Travelers Cos., the only property-casualty insurer in the Dow Jones Industrial Average, said fourth-quarter profit fell 17 percent as investment income declined on low bond yields and valuations for energy-related holdings.
Net income dropped to $866 million, or $2.83 a share, from $1.04 billion, or $3.11, a year earlier, when the company had a greater benefit tied to reserves, the New York-based insurer said Thursday in a statement. Operating profit, which excludes some investment results, was $2.90 a share, beating the $2.66 average estimate of 26 analysts surveyed by Bloomberg.
Alan Schnitzer is reporting earnings for the first time since taking over as chief executive officer for Jay Fishman, who steered the company through the financial crisis then stepped down early last month while fighting amyotrophic lateral sclerosis. Schnitzer has been confronting a decline in investment income after near-record-low bond yields pressured results. In his previous role at Travelers, he ran the business- and-international insurance segment, and worked with Fishman to improve margins by raising rates on the least profitable accounts.
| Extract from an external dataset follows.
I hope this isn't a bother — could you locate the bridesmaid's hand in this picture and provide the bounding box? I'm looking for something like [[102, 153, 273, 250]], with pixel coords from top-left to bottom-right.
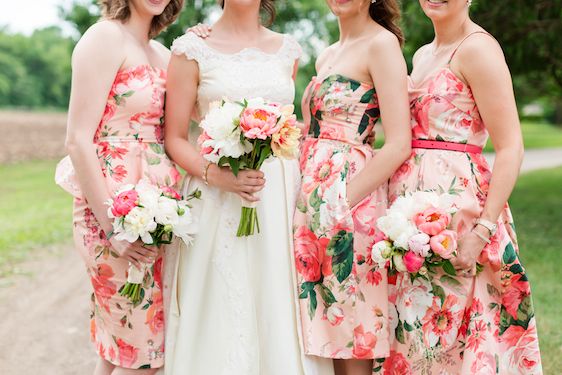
[[186, 23, 213, 39], [207, 164, 265, 202], [451, 225, 490, 277], [109, 238, 160, 268]]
Investment income slumped 14 percent to $440 million. The contribution from non-fixed-income holdings plunged to $25 million from $67 million, “primarily impacted by lower valuations for energy-related investments,” the company said. More than 90 percent of the portfolio is in fixed income.
Travelers fell 2.1 percent in the past year through Wednesday, compared with a 10 percent drop of the 30-company Dow Average. Book value, a measure of assets minus liabilities, climbed to $79.75 a share from $79 on Sept. 30.
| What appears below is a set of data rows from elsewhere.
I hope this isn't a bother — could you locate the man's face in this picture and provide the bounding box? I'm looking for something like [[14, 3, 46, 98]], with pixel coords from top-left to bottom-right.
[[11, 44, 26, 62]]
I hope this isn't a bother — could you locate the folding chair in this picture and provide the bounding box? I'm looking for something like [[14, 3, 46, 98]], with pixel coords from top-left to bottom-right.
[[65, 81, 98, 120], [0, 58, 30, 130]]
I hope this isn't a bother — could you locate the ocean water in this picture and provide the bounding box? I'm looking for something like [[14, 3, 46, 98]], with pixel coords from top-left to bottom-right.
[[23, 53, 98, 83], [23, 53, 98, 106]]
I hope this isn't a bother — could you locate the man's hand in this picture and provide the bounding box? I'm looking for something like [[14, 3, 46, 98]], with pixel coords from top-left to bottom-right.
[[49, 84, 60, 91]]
The return on equity in the fourth quarter was 14.5 percent, compared with 16.6 percent in the last three months of 2014. ROE for the year dropped to 14.2 percent, from 14.6 percent in 2014. Annual net income slipped 6.9 percent to $3.44 billion.
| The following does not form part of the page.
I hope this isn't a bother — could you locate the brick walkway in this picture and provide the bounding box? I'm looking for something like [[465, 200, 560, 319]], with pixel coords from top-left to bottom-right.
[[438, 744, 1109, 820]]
Policy sales were $5.86 billion in the fourth quarter, little changed from a year earlier. Travelers charged domestic business insurance customers 2.4 percent more at renewal in the three months ending Dec. 31, according to a slide presentation. That compares with an increase of about 3.2 percent in the third quarter.
The insurer posted a combined ratio of 86.6, meaning it retained 13.4 cents of each premium dollar after claims and expenses. That worsened from a ratio of 85 in the fourth quarter of 2014. Catastrophe costs were $46 million before tax, compared with $41 million a year earlier.
The gain from reserves narrowed to $292 million pretax from $351 million a year earlier. Insurers regularly reassess the money they’ve set aside for future claims and can reduce or increase the amount based on their expectation of losses.
Travelers repurchased $1 billion of its own stock in the fourth quarter and $3.22 billion in the year.